In a later phase, HSR stations, park + ride-, and rental car facilities could be built in the Wentzville/St. Peters and Blue Springs/Independence areas, from which local commuters could reach their downtown office in ~30 minutes, thereby avoiding – and alleviating – the busy urban sections of I-70.

Speeds could be increased on the segments Blue Springs-downtown KC and Wentzville-downtown St. Louis, which would cut total travel time to about one hour and 45 minutes between the two downtowns.

The city of Columbia would benefit greatly from being only an hour (commute) away from either downtown Kansas City or St. Louis. The downtowns of Kansas City, Columbia, and St. Louis, as well as the Blue Springs/Independence and Wentzville/St. Peters areas would see an increase in residents who want to live nearby an HSR station.

In Kansas City, an extension to the airport could be built, and additional fast freight trains – each capable of carrying 6 semi-truck loads – could be operated on the high speed track.

Kansas City and St. Louis could now be positioned – nationwide and globally – as a high speed corridor with a population of 5 million people; connected downtown to downtown in less than two hours; suburb to suburb in one hour. Call it Missouri’s Metro Corridor.

[To compare: driving from the North San Fernando Valley to San Bernardino in the Los Angeles metro area can easily take two hours during rush hour. Dallas to Fort Worth is close to an hour-drive most of the day and the same goes for Miami to Fort Lauderdale.]

The environmental benefits are clear: an electric high-speed train uses less energy per passenger per mile than an airplane or a car and therefore has a lower carbon footprint. It produces no (direct) harmful emissions and it would immediately take 1,400 daily cars off the road, which would help improve Missouri’s air quality and alleviate traffic on I-70.
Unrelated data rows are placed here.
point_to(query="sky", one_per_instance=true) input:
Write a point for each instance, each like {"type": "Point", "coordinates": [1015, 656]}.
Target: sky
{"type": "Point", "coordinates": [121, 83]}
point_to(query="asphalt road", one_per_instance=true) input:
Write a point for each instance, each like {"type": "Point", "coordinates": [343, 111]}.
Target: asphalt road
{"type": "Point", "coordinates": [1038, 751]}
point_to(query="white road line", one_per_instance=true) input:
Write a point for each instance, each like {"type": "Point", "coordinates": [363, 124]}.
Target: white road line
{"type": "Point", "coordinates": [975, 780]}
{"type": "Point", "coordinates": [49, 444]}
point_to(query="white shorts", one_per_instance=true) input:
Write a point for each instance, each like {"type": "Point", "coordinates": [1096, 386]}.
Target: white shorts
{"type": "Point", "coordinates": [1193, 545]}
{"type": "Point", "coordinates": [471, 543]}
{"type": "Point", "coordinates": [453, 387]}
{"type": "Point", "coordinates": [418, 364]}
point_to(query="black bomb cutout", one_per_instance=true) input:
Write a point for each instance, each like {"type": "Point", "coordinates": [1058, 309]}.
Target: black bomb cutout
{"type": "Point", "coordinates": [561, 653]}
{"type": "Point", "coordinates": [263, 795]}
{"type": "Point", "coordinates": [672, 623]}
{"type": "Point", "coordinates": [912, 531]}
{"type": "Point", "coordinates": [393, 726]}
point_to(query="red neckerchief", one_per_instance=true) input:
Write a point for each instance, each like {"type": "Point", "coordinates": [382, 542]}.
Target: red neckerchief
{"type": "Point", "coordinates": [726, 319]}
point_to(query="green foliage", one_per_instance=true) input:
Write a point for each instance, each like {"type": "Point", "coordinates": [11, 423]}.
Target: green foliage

Traveling on a high speed train is about ten times safer than driving a car – comparable to the safety level of air travel. By taking cars off the road, the number of accidents on our highways would decrease.


Building a high speed rail line is an expensive undertaking, just as is building and maintaining our highway system, our nation’s air traffic control, air navigational aids, and airport infrastructure. Private and public transport – whether it is flying on a commercial airliner, driving a car or a truck, or riding a train or a metro – would not be (as) commercially viable without the federal, state, and/or local government’s upfront and often ongoing investment and subsidies.

To give some perspective: If the US would decide to build a 12,800-mile nationwide HSR network, at a cost of $35 million per mile the total cost would be $446 billion. If 30-year bonds were issued at 5% interest, the (nominal, fixed) yearly interest + principal would be 28.7 billion, which is less than 4.5 % of the annual defense budget. [Basically: if we could find a way to run our military 4.5% more efficiently we could use the savings to fund HSR nationwide.]

The conclusion should be that high speed rail can be operated at the break-even point – even at a profit – in the State of Missouri, but only if federal, state and/or local governments would assume the cost of building the infrastructure.

The real benefits of HSR lie in the reliability, efficacy, and capacity of a fast connection between Missouri’s two commercial centers, Kansas City and St. Louis.

Future HSR entrants like Denver would want to connect to existing high speed lines – in this case in Kansas City. A Chicago-Dallas line would almost certainly be planned through St. Louis if an East-West HSR line was already in place.

Missouri could choose to be first in a future HSR network, or it can watch from the sidelines what others are accomplishing.

Building the first true high speed rail line in the nation might be the most important message Missouri could send: Kansas City, St. Louis, and the State of Missouri are now teamed up and ready to compete in a national and global economy.

This would put Missouri on the global map, instantly.

It would be a much more powerful, productive, and forward-thinking message than lowering corporate taxes in an attempt to compete with Kansas or Arkansas. That is a race to the bottom. Let’s choose for a race to the top.

And remember: the cost of doing nothing is not zero.